= Nicodemus ben Gurion =

Figure in the Talmud and the New Testament

Nicodemus ben Gurion (נַקְדִּימוֹן בֶּן־גּוּרְיוֹן), also called Buni (בּוּנִי) was a wealthy Jewish man who lived in Jerusalem in the 1st century AD. He is believed by some scholars to be the Nicodemus mentioned in the Gospel of John. Elsewhere he is discussed in Josephus' history, The Jewish War, and later, rabbinic works: Lamentations Rabbah, Ecclesiastes Rabbah, the Babylonian Talmud, and Avot of Rabbi Natan.

==Name==
Ben Gurion means "son of Gurion", the Hebrew patronymic, his personal name was apparently either Buni or Bunai. He acquired the nickname Nicodemus, meaning "victory of the people" (from νίκη and δῆμος), or alternate Semitic etymology Naqdimon, signifying "to break through" (from קדר or נקד) because of a miraculous answer to a prayer he made ("the sun broke through for him"). or by some editions and later rabbis, came before or stood (קדם), in relation to the sun, And since it's closer to the name and appears in relation to the miracle directly after the previous explanation, and in another passage relating to this miracle, this is the one used the most.

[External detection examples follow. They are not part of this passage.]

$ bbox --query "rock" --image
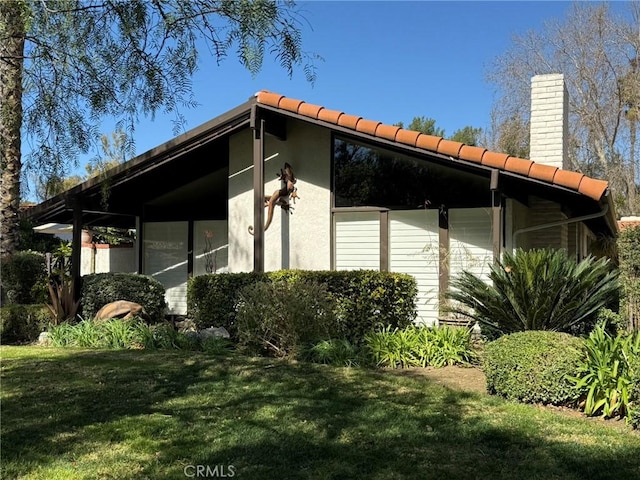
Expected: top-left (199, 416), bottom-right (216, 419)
top-left (93, 300), bottom-right (151, 322)
top-left (175, 318), bottom-right (198, 332)
top-left (38, 332), bottom-right (51, 346)
top-left (199, 327), bottom-right (231, 340)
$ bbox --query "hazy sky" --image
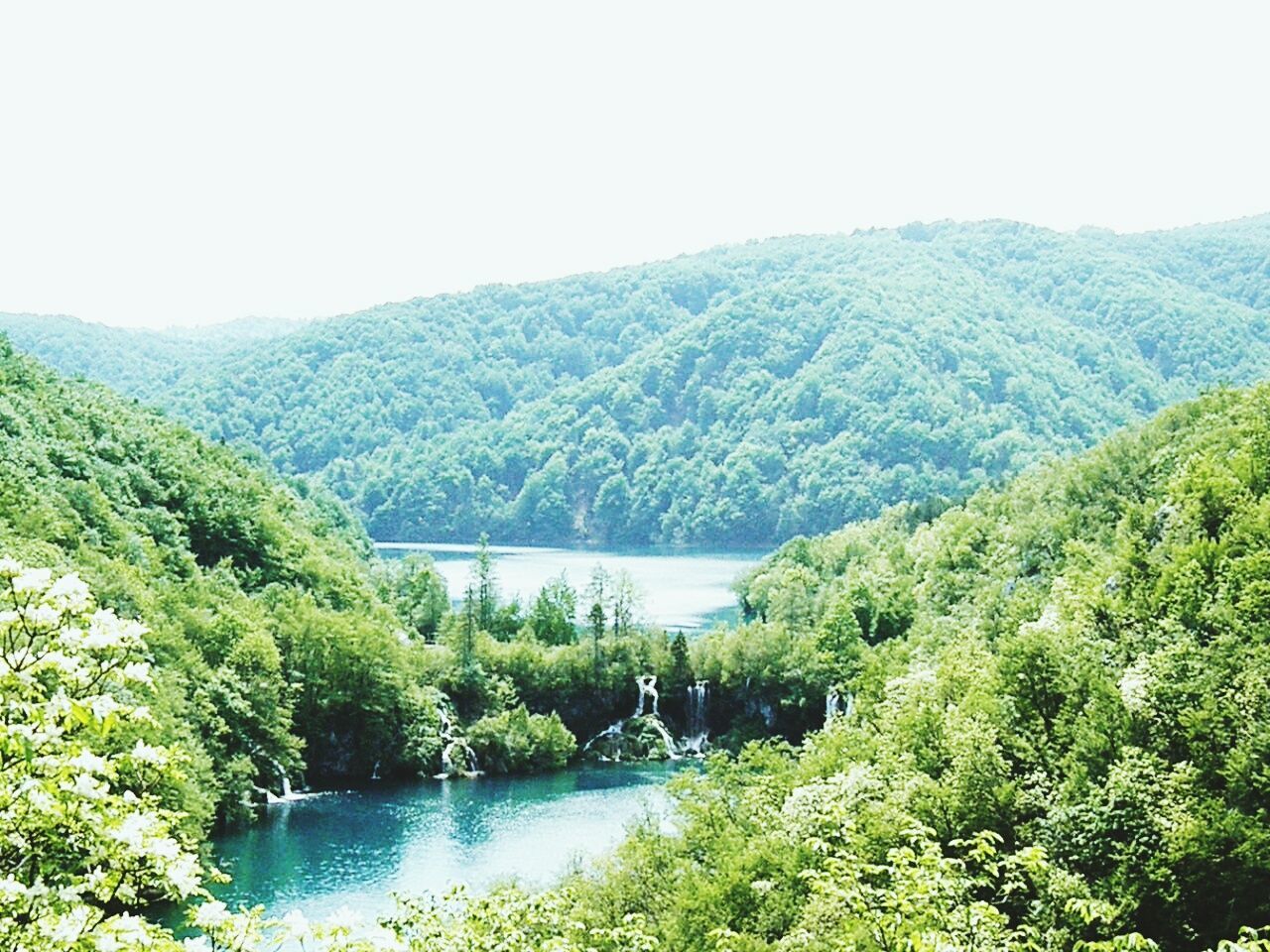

Some argue the name Nicodemus in the Bible to be a Hellenization of the Hebrew and Aramaic name Naqdimon, while others consider the latter to be of a folk etymology.

==Biography==
Nicodemus appears to have been a wealthy and respected figure, known for his holiness and generosity. He was an opponent of the Zealots and of the Jewish rebellion against the Roman Empire. When Vespasian became emperor, Nicodemus sought peace with the emperor's son Titus, who was conducting the war. He agitated against the prosecution of the war by the Zealots. In retaliation, they destroyed the stores of provisions that he and his friends had accumulated for the use of pilgrims.